Profiling of a data set

Profiling is a process that determines the characteristics (columns) in the Hive tables, for each source Hive table discovered by the Data Processing in Big Data Discovery during data load.

Profiling is carried out by the data processing workflow for loading data and results in the creation of metadata information about a data set, including:
  • Attribute value distributions
  • Attribute type
  • Topics
  • Classification
For example, a specific data set can be recognized as a collection of structured data, social data, or geographic data.

Using Explore in Studio, you can then look deeper into the distribution of attribute values or types. Later, using Transform, you can change some of these metadata. For example, you can replace null attribute values with actual values, or fix other inconsistencies.

Enrichments

Enrichments are derived from a data set's additional information such as terms, locations, the language used, sentiment, and views. Big Data Discovery determines which enrichments are useful for each discovered data set, and automatically runs them on samples of the data. As a result of automatically applied enrichments, additional derived metadata (columns) are added to the data set, such as geographic data, a suggestion of the detected language, or positive or negative sentiment.

The data sets with this additional information appear in Catalog in Studio. This provides initial insight into each discovered data set, and lets you decide if the data set is a useful candidate for further exploration and analysis.

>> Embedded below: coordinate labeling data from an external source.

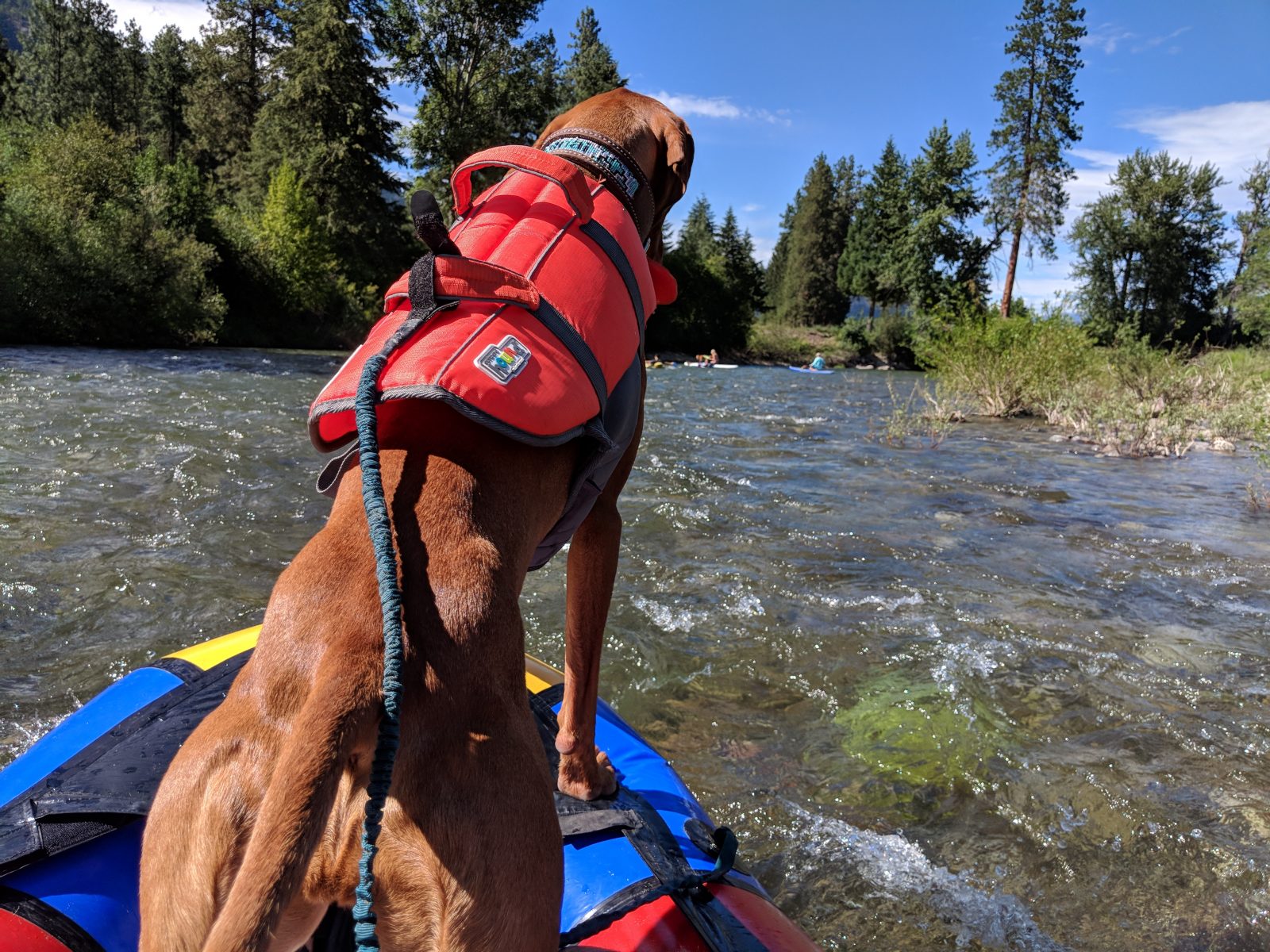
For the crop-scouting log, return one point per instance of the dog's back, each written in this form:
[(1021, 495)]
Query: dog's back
[(277, 774)]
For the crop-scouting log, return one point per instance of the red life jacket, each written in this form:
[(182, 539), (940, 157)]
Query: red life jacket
[(543, 338)]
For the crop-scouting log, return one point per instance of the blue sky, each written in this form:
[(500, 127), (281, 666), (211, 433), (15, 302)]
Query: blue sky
[(765, 86)]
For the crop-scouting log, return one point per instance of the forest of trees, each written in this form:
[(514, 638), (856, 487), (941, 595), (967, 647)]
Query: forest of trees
[(912, 240), (238, 188)]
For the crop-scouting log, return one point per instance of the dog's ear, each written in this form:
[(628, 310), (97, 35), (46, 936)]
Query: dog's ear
[(671, 181)]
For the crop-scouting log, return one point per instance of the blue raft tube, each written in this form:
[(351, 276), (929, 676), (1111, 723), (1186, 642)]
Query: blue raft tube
[(74, 809)]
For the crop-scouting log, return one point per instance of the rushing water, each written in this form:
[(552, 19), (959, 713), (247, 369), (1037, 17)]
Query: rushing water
[(995, 695)]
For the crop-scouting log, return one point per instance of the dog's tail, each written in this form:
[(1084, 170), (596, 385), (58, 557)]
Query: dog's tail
[(296, 806)]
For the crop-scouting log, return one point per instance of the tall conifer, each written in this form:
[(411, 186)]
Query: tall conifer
[(70, 63), (482, 86), (592, 69), (741, 272), (949, 259), (329, 121), (234, 71), (810, 292), (168, 79), (1037, 124), (698, 238), (876, 262)]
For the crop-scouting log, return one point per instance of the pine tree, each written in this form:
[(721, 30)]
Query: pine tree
[(329, 122), (775, 273), (949, 259), (1249, 298), (592, 69), (1037, 124), (810, 292), (848, 188), (741, 272), (1149, 251), (133, 67), (70, 63), (876, 262), (698, 238), (234, 74), (6, 67), (482, 86), (167, 95)]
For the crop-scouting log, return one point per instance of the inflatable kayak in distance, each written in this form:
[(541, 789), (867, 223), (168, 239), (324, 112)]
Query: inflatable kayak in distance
[(645, 869)]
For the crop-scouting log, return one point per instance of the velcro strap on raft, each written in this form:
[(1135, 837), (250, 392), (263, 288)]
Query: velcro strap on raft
[(563, 173)]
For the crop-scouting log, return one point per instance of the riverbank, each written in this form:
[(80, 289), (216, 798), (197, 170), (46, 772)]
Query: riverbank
[(1124, 400), (999, 693)]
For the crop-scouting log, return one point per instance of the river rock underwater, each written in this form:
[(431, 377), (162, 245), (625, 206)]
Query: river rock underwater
[(995, 695)]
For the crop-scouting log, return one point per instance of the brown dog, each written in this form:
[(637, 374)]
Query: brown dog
[(256, 828)]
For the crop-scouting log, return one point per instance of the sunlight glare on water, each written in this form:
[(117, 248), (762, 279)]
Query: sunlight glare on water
[(996, 695)]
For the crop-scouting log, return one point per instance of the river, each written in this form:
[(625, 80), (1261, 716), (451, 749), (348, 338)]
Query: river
[(1000, 693)]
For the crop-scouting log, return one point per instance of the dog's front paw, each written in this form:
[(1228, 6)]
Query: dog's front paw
[(587, 776)]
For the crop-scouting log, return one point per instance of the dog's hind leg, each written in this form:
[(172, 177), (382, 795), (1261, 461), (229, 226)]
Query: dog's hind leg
[(340, 715), (584, 772)]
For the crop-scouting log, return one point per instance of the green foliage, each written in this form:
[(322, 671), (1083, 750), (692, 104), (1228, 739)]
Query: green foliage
[(71, 63), (92, 249), (810, 292), (950, 263), (1149, 251), (234, 73), (876, 263), (1037, 124), (6, 70), (328, 120), (480, 86), (167, 93), (721, 287), (1249, 298), (1010, 366), (592, 69)]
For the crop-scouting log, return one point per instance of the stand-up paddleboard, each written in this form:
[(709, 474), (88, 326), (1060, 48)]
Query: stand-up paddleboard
[(73, 809)]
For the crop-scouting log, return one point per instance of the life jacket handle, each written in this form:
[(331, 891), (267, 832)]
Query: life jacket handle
[(545, 165)]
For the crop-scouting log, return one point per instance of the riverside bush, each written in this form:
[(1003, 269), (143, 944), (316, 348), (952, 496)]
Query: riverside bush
[(1007, 367), (1128, 399)]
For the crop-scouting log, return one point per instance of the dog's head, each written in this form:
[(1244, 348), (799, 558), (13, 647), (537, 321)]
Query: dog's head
[(658, 140)]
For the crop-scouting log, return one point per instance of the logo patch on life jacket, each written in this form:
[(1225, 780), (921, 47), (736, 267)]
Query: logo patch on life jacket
[(506, 359)]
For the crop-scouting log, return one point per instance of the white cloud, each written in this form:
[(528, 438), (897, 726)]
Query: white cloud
[(1157, 41), (1232, 136), (152, 17), (717, 108), (1108, 37)]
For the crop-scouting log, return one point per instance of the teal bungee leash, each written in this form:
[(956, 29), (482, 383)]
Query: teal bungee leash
[(431, 228), (394, 645)]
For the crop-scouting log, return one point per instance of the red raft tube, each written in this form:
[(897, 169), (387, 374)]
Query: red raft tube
[(645, 869)]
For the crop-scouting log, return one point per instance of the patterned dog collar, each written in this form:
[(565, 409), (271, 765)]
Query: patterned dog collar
[(613, 165)]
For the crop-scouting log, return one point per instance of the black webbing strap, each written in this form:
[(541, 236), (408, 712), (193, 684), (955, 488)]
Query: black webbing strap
[(610, 247), (568, 336), (651, 837)]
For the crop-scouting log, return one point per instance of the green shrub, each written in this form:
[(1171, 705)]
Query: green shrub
[(1007, 367)]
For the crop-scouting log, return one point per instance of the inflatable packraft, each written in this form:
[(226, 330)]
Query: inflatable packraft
[(531, 323), (73, 809)]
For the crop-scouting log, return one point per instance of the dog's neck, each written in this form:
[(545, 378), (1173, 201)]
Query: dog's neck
[(609, 162)]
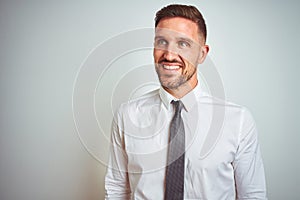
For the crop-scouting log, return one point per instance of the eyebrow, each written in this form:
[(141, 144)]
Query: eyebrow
[(177, 39)]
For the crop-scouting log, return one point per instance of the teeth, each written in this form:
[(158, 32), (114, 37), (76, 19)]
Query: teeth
[(170, 67)]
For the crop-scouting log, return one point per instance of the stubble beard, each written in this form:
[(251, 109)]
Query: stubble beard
[(175, 82)]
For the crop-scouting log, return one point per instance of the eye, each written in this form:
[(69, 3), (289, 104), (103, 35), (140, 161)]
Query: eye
[(183, 44), (161, 42)]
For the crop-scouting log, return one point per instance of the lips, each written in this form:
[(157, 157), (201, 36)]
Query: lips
[(171, 67)]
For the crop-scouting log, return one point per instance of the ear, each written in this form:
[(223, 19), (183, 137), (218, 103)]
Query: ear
[(203, 53)]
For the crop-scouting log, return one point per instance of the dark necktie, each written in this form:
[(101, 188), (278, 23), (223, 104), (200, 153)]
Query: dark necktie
[(176, 148)]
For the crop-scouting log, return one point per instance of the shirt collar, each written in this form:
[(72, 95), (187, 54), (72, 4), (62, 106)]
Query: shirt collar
[(189, 100)]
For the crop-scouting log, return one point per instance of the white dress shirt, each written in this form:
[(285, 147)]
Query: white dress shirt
[(222, 158)]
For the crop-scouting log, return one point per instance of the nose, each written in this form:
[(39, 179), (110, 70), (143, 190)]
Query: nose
[(170, 53)]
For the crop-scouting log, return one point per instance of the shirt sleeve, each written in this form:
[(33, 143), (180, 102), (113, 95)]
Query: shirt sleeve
[(116, 179), (248, 166)]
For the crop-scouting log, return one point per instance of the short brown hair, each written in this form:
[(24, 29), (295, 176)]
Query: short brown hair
[(185, 11)]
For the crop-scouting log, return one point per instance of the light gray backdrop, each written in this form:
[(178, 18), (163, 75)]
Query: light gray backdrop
[(254, 45)]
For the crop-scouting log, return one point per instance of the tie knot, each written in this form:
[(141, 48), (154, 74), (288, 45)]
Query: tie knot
[(178, 105)]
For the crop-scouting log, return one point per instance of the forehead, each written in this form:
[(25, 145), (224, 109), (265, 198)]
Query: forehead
[(178, 26)]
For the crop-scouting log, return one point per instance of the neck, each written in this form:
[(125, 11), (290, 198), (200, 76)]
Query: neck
[(183, 89)]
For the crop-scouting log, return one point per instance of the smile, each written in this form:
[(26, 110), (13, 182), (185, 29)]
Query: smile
[(171, 67)]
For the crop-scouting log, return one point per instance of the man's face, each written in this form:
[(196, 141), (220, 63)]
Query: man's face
[(178, 49)]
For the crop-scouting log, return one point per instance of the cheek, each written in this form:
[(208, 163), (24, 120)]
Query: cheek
[(191, 57), (157, 54)]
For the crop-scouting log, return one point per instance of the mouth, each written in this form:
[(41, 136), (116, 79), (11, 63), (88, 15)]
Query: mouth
[(171, 67)]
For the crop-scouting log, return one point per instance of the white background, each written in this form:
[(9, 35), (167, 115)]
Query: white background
[(254, 45)]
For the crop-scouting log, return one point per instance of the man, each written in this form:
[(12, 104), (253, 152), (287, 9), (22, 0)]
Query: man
[(178, 142)]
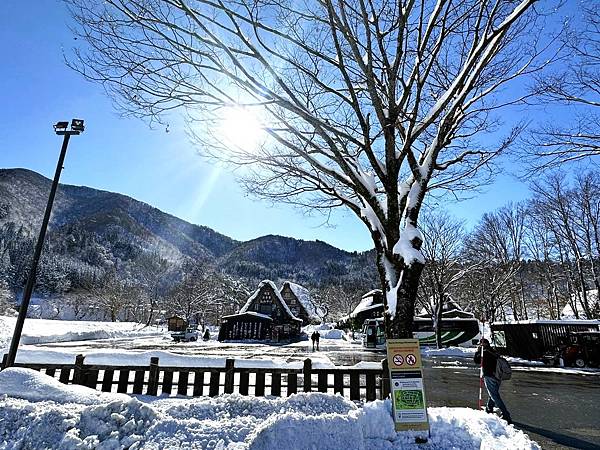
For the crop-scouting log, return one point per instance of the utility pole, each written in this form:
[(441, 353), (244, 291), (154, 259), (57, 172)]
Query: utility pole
[(61, 129)]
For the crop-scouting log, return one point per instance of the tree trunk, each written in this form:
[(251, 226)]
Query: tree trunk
[(439, 308), (401, 325)]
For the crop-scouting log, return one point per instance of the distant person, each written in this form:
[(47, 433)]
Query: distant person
[(492, 384)]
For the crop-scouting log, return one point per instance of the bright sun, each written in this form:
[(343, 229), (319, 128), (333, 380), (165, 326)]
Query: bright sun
[(241, 128)]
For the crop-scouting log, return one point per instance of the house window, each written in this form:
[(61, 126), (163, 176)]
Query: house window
[(265, 308)]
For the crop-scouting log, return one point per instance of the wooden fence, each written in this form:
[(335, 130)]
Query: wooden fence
[(355, 383)]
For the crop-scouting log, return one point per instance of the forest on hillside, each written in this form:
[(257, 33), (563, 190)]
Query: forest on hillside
[(525, 260)]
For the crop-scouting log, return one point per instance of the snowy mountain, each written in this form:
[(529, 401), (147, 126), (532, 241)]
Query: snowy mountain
[(93, 230)]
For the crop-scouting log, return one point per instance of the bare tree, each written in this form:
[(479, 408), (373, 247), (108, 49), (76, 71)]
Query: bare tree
[(444, 237), (496, 249), (365, 104), (577, 86)]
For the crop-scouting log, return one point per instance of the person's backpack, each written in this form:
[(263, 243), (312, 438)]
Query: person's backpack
[(503, 369)]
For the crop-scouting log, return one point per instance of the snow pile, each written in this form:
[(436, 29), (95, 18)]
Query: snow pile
[(370, 300), (31, 385), (275, 292), (326, 330), (233, 422), (460, 352), (577, 301), (39, 331)]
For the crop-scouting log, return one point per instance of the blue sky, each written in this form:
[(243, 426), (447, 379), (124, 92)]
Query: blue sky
[(126, 156)]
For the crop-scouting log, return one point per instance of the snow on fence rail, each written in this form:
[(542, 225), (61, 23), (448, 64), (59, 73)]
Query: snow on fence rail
[(354, 382)]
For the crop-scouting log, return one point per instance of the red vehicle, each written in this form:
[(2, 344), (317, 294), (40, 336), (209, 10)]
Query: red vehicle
[(579, 349)]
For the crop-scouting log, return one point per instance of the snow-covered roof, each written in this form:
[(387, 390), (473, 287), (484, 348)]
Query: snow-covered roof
[(249, 313), (303, 296), (262, 284), (372, 293)]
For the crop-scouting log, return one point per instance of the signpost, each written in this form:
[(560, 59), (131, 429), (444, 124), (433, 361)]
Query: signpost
[(406, 378)]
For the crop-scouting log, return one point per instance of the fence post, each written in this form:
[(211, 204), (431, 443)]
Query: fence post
[(153, 377), (229, 376), (385, 380), (307, 371), (79, 371)]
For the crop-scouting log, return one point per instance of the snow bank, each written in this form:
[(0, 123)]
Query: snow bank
[(461, 352), (326, 330), (31, 385), (302, 421), (39, 331)]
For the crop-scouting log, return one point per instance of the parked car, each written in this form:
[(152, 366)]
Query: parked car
[(189, 335), (578, 349)]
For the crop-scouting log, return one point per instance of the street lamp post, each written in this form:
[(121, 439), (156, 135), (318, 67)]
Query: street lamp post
[(61, 129)]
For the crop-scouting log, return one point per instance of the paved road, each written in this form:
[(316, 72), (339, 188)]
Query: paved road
[(557, 410)]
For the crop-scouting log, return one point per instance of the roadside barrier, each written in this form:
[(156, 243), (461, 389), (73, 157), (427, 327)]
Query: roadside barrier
[(245, 377)]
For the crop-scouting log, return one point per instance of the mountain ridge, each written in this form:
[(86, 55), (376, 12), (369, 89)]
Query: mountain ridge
[(109, 230)]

In addition to automatically-applied enrichments, you can also apply enrichments using Transform in Studio, for a project data set. From Transform, you can configure parameters for each type of enrichment. In this case, an enrichment is simply another type of available transformation.

Some enrichments allow you to add additional derived meaning to your data sets, while others allow you to address invalid or inconsistent values.

Transformations

Transformations are changes to a data set. Transformations allow you to perform actions such as:
  • Changing data types
  • Changing capitalization of values
  • Removing attributes or records
  • Splitting columns
  • Grouping or binning values
  • Extracting information from values

You can think of transformations as a substitute for an ETL process of cleaning your data before or during the data loading process. Use could transformations to overwrite an existing attribute, or create new attributes. Some transformations are enrichments, and as such, are applied automatically when data is loaded.

Most transformations are available directly as specific options in Transform in Studio. Once the data is loaded, you can use a list of predefined Transform functions, to create a transformation script.

For a full list of transformations available in BDD, including aggregations and joining of data sets, see the Studio User's Guide.

Exporting data from Big Data Discovery into HDFS

You can export the results of your analysis from Big Data Discovery into HDFS/Hive; this is known as exporting to HDFS.

From the perspective of Big Data Discovery, the process is about exporting the files from Big Data Discovery into HDFS/Hive. From the perspective of HDFS, you are importing the results of your work from Big Data Discovery into HDFS. In Big Data Discovery, the Dgraph HDFS Agent is responsible for exporting to HDFS and importing from it.